I suppose that the people who throw around insults like "retard" mostly know that their targets aren't retarded, just as they know that the people they call "faggots" aren't gay. Which doesn't mean that they wouldn't pick on real retarded or gay people, of course; they probably would. They know it's not an accusation; rather it's a taunt, thrown to see if it will draw blood. That's why kids call each other "fag," "queer," "dumb," "fat," "girl," to see if the target will flinch. But I'm not being fair to kids there, since so many adults never outgrow this practice. The right 'accuses' Michael Moore of being fat; the left and the near right 'accuse' Rush Limbaugh of being fat. It would be one thing if such childishness were a way of letting off steam before moving on to more substantive matters, but in many cases it's all they know how to do. (As shown by the popular jape: "Arguing on the Internet is like entering the Special Olympics -- even if you win, your [sic -- they always write it this way] still retarded." In other words, they don't know how to debate or argue or think, which are done pretty much the same on the Internet as elsewhere, and they think their incapacity makes them superior. Superior to whom? To just about everybody, from their tone.

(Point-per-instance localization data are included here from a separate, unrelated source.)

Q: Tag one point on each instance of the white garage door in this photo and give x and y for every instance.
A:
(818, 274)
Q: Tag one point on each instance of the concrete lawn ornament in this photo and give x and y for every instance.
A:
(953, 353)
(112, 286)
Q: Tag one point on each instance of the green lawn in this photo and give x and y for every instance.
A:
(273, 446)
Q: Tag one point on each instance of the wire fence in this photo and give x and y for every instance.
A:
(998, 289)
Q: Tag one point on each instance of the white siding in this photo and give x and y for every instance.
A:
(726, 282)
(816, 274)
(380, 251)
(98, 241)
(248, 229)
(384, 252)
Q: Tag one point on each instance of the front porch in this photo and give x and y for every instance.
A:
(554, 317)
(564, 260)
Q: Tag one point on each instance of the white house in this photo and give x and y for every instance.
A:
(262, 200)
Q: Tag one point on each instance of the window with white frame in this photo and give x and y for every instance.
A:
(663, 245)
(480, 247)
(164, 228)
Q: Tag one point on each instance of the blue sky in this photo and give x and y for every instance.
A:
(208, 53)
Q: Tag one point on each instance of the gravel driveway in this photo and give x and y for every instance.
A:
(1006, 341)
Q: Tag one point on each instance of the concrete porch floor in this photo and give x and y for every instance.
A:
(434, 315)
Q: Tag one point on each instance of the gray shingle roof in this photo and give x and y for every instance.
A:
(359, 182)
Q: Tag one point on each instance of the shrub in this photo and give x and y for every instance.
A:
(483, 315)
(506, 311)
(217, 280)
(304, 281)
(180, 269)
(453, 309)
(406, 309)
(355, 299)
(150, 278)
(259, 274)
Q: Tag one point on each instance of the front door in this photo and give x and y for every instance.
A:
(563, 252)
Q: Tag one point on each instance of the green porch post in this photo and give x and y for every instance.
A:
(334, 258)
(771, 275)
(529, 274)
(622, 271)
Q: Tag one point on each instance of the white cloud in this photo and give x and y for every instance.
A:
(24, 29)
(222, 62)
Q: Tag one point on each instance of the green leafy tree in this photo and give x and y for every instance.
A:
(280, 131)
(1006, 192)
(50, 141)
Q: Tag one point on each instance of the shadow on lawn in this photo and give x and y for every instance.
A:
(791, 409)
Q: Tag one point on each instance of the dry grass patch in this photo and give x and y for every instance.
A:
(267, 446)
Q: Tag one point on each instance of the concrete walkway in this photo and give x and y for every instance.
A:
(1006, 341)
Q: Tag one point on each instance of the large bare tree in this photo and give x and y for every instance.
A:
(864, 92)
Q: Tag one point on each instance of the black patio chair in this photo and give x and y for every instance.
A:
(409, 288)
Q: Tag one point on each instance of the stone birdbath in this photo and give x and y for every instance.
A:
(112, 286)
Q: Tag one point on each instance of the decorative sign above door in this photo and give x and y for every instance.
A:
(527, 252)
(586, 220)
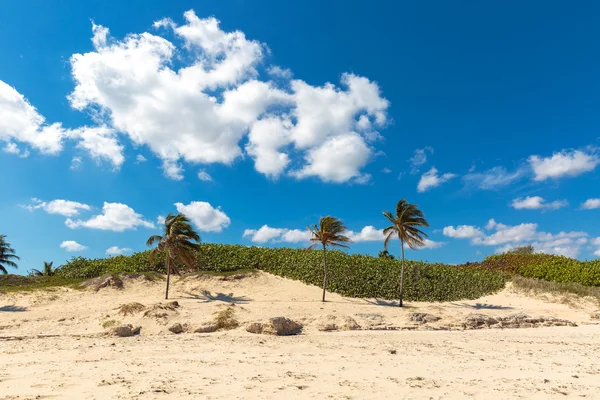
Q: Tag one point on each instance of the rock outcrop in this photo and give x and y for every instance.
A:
(280, 326)
(126, 330)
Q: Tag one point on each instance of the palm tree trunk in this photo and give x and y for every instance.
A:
(168, 265)
(401, 275)
(324, 272)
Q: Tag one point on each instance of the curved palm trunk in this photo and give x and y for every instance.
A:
(401, 275)
(324, 272)
(168, 265)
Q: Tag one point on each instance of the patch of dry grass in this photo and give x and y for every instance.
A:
(131, 308)
(110, 323)
(225, 319)
(568, 293)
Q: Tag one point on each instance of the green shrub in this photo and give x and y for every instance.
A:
(544, 266)
(349, 275)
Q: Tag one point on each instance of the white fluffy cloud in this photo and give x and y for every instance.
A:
(590, 204)
(116, 250)
(463, 232)
(431, 179)
(419, 158)
(115, 217)
(493, 179)
(507, 237)
(204, 216)
(367, 234)
(338, 160)
(267, 234)
(204, 176)
(537, 203)
(563, 163)
(72, 246)
(177, 114)
(66, 208)
(21, 122)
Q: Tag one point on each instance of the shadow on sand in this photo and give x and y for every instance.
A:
(13, 309)
(479, 306)
(206, 296)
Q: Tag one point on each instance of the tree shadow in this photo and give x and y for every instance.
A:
(13, 309)
(206, 296)
(479, 306)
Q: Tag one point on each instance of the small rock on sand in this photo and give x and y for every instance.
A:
(280, 326)
(126, 330)
(177, 328)
(423, 318)
(207, 327)
(332, 323)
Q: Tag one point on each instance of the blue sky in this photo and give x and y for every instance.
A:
(255, 118)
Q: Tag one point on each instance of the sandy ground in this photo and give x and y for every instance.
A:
(53, 345)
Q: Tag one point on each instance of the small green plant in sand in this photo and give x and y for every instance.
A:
(225, 319)
(131, 308)
(110, 323)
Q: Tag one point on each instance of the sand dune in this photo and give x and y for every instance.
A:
(57, 343)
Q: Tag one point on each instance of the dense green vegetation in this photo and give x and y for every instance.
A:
(543, 266)
(350, 275)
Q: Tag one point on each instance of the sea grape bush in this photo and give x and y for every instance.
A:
(544, 266)
(349, 275)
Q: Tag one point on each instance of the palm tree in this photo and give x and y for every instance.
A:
(47, 271)
(386, 254)
(7, 254)
(329, 232)
(179, 244)
(405, 225)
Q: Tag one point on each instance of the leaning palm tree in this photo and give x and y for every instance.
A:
(329, 232)
(7, 255)
(405, 224)
(179, 244)
(47, 271)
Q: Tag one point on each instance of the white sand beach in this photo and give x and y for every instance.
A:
(53, 345)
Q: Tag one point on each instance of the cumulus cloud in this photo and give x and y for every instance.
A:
(267, 234)
(176, 113)
(419, 158)
(277, 71)
(66, 208)
(537, 203)
(204, 216)
(493, 179)
(21, 122)
(115, 217)
(563, 163)
(463, 232)
(367, 234)
(76, 163)
(590, 204)
(506, 237)
(431, 179)
(116, 250)
(12, 148)
(72, 246)
(204, 176)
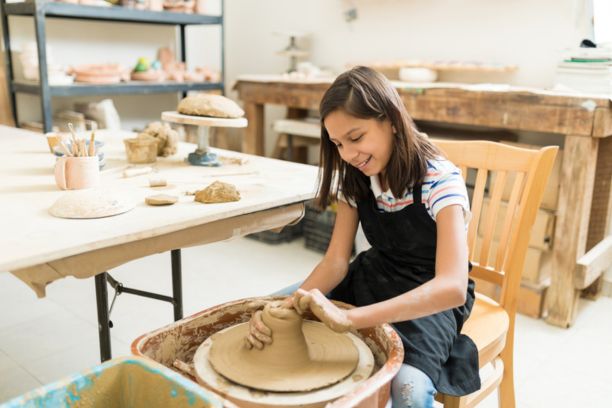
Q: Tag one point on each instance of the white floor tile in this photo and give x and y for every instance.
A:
(16, 381)
(43, 340)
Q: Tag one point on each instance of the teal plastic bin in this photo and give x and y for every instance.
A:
(121, 383)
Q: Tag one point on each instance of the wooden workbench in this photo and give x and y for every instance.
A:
(585, 122)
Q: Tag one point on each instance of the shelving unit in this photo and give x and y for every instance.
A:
(40, 10)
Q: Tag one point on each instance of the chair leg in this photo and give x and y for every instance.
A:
(506, 388)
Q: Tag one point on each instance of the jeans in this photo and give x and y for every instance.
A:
(411, 388)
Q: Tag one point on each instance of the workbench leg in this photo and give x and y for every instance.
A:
(253, 142)
(601, 210)
(571, 228)
(103, 317)
(177, 284)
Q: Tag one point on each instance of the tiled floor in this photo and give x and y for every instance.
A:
(42, 340)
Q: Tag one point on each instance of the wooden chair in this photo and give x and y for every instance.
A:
(491, 324)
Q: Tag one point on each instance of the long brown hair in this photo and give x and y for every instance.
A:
(366, 94)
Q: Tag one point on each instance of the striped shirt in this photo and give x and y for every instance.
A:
(442, 186)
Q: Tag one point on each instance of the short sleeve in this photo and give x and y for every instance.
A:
(447, 187)
(342, 198)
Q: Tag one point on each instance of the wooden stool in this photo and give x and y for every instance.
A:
(298, 133)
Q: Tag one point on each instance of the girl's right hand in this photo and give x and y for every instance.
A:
(259, 334)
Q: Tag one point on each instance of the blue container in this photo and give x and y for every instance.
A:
(121, 383)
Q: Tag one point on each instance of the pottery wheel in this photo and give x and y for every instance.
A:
(303, 356)
(248, 397)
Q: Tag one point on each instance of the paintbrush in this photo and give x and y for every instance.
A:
(65, 149)
(72, 132)
(92, 146)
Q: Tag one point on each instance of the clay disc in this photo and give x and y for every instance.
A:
(333, 357)
(91, 203)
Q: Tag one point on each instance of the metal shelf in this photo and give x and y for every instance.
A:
(113, 13)
(41, 10)
(132, 88)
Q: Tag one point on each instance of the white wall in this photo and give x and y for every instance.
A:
(528, 33)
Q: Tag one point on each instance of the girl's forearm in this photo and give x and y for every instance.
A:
(437, 295)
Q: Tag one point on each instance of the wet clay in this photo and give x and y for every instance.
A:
(216, 106)
(217, 192)
(303, 356)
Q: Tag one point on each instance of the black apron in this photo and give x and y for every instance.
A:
(402, 257)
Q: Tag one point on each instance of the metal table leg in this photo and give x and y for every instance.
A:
(177, 284)
(103, 327)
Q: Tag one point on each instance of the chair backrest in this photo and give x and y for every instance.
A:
(501, 171)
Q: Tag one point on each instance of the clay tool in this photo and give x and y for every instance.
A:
(72, 133)
(65, 149)
(92, 146)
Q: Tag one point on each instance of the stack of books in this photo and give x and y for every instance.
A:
(586, 70)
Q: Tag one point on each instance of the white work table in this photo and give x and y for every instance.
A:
(39, 248)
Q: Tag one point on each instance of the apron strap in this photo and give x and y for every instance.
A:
(417, 193)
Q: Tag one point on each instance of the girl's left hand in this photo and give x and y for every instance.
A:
(330, 314)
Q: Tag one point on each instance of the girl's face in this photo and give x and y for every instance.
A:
(365, 144)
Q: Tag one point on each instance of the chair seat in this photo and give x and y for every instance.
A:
(487, 327)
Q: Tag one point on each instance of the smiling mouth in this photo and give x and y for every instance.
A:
(362, 164)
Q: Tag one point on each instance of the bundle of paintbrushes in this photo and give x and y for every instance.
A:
(79, 147)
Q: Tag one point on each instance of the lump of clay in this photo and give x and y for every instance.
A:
(161, 199)
(303, 356)
(216, 106)
(218, 192)
(167, 138)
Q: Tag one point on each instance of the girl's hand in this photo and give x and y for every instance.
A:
(333, 317)
(259, 334)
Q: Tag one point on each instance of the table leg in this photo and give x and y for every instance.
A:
(103, 326)
(601, 210)
(177, 285)
(254, 135)
(571, 229)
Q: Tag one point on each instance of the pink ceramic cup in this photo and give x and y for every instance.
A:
(75, 173)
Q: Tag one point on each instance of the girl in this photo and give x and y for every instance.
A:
(413, 207)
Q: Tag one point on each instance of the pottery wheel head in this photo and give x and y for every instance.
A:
(303, 356)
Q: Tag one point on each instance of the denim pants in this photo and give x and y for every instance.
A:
(411, 387)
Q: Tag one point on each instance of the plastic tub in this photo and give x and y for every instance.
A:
(180, 340)
(121, 383)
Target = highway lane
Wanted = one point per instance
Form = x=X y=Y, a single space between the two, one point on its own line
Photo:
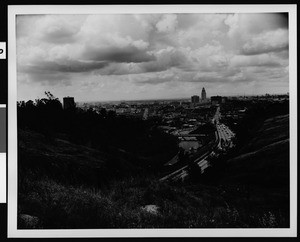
x=222 y=133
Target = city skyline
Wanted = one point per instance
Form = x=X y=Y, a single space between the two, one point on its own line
x=151 y=56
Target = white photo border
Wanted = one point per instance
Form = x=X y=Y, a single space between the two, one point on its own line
x=14 y=10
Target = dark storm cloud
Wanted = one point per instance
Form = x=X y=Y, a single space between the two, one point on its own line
x=65 y=66
x=60 y=36
x=263 y=49
x=117 y=54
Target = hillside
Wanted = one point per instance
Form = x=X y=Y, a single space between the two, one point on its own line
x=67 y=185
x=264 y=161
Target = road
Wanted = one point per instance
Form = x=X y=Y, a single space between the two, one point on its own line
x=222 y=133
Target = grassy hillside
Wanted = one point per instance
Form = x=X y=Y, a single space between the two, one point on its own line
x=264 y=161
x=63 y=184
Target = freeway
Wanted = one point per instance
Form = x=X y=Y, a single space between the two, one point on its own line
x=222 y=133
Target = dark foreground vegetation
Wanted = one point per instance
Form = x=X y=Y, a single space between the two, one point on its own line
x=80 y=169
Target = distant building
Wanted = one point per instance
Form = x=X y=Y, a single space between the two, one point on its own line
x=203 y=94
x=216 y=100
x=69 y=102
x=195 y=99
x=224 y=99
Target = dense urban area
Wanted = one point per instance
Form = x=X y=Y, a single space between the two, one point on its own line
x=198 y=162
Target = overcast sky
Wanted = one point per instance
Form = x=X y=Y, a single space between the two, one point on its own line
x=127 y=57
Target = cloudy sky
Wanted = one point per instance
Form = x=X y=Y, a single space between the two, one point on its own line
x=148 y=56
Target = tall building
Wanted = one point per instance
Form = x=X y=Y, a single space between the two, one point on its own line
x=195 y=99
x=203 y=94
x=69 y=102
x=216 y=100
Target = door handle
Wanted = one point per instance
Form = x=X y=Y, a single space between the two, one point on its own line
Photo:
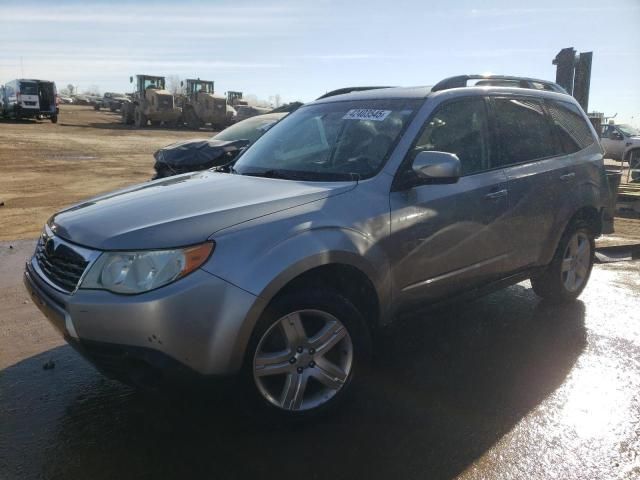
x=497 y=194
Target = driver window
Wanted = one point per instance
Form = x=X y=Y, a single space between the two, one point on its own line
x=458 y=127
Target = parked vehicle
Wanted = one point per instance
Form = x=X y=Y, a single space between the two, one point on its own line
x=30 y=98
x=217 y=151
x=111 y=101
x=201 y=106
x=63 y=99
x=621 y=142
x=151 y=102
x=346 y=214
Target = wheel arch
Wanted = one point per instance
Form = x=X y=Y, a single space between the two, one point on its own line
x=588 y=214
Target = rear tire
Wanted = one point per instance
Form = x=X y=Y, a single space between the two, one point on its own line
x=314 y=341
x=568 y=273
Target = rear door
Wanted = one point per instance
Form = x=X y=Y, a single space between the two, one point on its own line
x=533 y=166
x=449 y=237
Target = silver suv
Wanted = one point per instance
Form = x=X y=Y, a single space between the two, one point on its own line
x=347 y=213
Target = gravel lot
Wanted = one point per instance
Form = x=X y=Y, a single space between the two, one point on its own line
x=45 y=167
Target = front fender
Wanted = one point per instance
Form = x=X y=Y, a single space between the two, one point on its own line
x=265 y=271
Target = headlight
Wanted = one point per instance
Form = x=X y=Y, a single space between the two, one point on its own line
x=141 y=271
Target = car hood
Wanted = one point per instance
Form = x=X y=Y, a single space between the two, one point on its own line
x=182 y=210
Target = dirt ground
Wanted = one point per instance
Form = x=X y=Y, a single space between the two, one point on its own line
x=45 y=167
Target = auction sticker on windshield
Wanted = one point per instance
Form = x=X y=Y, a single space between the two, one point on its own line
x=366 y=114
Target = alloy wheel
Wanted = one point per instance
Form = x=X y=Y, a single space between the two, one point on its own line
x=303 y=360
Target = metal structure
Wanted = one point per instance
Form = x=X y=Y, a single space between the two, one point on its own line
x=573 y=73
x=235 y=98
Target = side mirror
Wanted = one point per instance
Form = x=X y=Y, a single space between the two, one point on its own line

In our national political discourse, it matters a lot more how much you weigh, how you dress, your accent, your hairstyle, the "message" you're sending, than what you believe or do, and why. It matters more that you be "responsible," "positive," and "civil" than that you have any idea what you're talking about. Liberals dwelt much more on Dubya's inability to pronounce "nuclear" than on his real crimes, and now they're much more interested in Obama's comparative eloquence, his poise, how good he is with children (American ones, that is -- what he's done to Afghan and Pakistani children is not to be mentioned), what a great couple he and Michelle are, than in his policies and actions.

I suppose the same reason underlies the panic so many adults exhibit when someone throws a slur in their direction -- they've never outgrown the panic children feel when a gang of other kids call them names. Mommy! they're being mean to me! Still, we need to outgrow it. It's so much easier to try to ban words we don't like than to get people to change their ideas and feelings. (I bet the Gawker's R-Word Month made a big difference, don't you?)

Once, when I was about twelve, I fell off my bike, scraping my knee and hand. It was the first time I'd done that in a long time. I reflexively drew in a breath to start crying, which is what you're supposed to do when you fall and hurt yourself, but then stopped when I realized that though the scrapes hurt, they didn't hurt that much. After pondering this for a moment, I got back on the bike and rode on. I've had much the same reaction to some of the slurs and insults that were directed at me as an adult: they don't hurt that much, not enough to keep me from riding figuratively on -- and when possible, all over the person who used the slur. If I've left tire marks on their souls, then my life has not been entirely in vain.